Cultural Fault Lines Determine How New Words Spread On Twitter, Say Computational Linguists
From the post:
A dialect is a particular form of language that is limited to a specific location or population group. Linguists are fascinated by these variations because they are determined both by geography and by demographics. So studying them can produce important insights into the nature of society and how different groups within it interact.
That’s why linguists are keen to understand how new words, abbreviations and usages spread on new forms of electronic communication, such as social media platforms. It is easy to imagine that the rapid spread of neologisms could one day lead to a single unified dialect of netspeak.
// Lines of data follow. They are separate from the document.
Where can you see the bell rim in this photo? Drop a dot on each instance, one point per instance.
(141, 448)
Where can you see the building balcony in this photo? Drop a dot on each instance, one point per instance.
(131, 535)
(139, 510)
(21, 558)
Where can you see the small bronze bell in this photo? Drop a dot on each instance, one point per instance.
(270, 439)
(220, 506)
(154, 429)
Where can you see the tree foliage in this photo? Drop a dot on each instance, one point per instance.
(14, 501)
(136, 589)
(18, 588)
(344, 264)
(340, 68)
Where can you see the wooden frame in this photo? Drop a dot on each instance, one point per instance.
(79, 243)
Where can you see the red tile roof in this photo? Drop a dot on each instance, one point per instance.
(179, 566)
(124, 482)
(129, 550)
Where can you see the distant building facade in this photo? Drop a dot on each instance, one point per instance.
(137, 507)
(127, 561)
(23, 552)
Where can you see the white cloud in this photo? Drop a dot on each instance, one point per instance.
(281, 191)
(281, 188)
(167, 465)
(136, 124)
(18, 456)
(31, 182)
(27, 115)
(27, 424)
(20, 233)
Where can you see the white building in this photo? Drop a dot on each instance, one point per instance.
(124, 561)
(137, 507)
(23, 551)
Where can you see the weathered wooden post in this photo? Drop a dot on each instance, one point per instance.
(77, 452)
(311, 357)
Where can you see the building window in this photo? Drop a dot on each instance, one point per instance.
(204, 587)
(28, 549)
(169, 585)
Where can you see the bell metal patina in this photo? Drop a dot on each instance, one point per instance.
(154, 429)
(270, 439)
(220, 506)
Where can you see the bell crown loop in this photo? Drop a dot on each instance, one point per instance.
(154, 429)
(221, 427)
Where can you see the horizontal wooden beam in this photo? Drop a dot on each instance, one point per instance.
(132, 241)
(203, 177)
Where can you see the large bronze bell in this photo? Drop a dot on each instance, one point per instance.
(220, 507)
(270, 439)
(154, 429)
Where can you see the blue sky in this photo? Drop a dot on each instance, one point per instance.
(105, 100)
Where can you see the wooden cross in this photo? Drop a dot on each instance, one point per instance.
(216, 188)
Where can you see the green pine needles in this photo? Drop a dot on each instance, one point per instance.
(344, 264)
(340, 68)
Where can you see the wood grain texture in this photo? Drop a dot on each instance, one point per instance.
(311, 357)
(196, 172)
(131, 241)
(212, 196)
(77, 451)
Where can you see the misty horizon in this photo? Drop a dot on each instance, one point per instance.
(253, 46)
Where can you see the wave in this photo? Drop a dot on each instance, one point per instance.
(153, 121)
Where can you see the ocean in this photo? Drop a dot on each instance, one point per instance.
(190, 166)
An interesting question is whether there is any evidence that this is actually happening.
Today, we get a fascinating insight into this problem thanks to the work of Jacob Eisenstein at the Georgia Institute of Technology in Atlanta and a few pals. These guys have measured the spread of neologisms on Twitter and say they have clear evidence that online language is not converging at all. Indeed, they say that electronic dialects are just as common as ordinary ones and seem to reflect same fault lines in society.
…
Disappointment for those who thought the Net would help people overcome the curse of Babel.
When we move into new languages or means of communication, we simply take our linguistic diversity with us, like well traveled but familiar luggage.
If you think about it, the difficulties of multiple semantics for OWL same:As is another instance of the same phenomena. Semantically distinct groups assigned the same token, OWL same:As different semantics. That should not have been a surprise. But it was and it will be every time on community privileges itself to be the giver of meaning for any term.
If you want to see the background for the post in full:
Diffusion of Lexical Change in Social Media by Jacob Eisenstein, Brendan O’Connor, Noah A. Smith, Eric P. Xing.
Abstract:
Computer-mediated communication is driving fundamental changes in the nature of written language. We investigate these changes by statistical analysis of a dataset comprising 107 million Twitter messages (authored by 2.7 million unique user accounts). Using a latent vector autoregressive model to aggregate across thousands of words, we identify high-level patterns in diffusion of linguistic change over the United States. Our model is robust to unpredictable changes in Twitter’s sampling rate, and provides a probabilistic characterization of the relationship of macro-scale linguistic influence to a set of demographic and geographic predictors. The results of this analysis offer support for prior arguments that focus on geographical proximity and population size. However, demographic similarity — especially with regard to race — plays an even more central role, as cities with similar racial demographics are far more likely to share linguistic influence. Rather than moving towards a single unified “netspeak” dialect, language evolution in computer-mediated communication reproduces existing fault lines in spoken American English.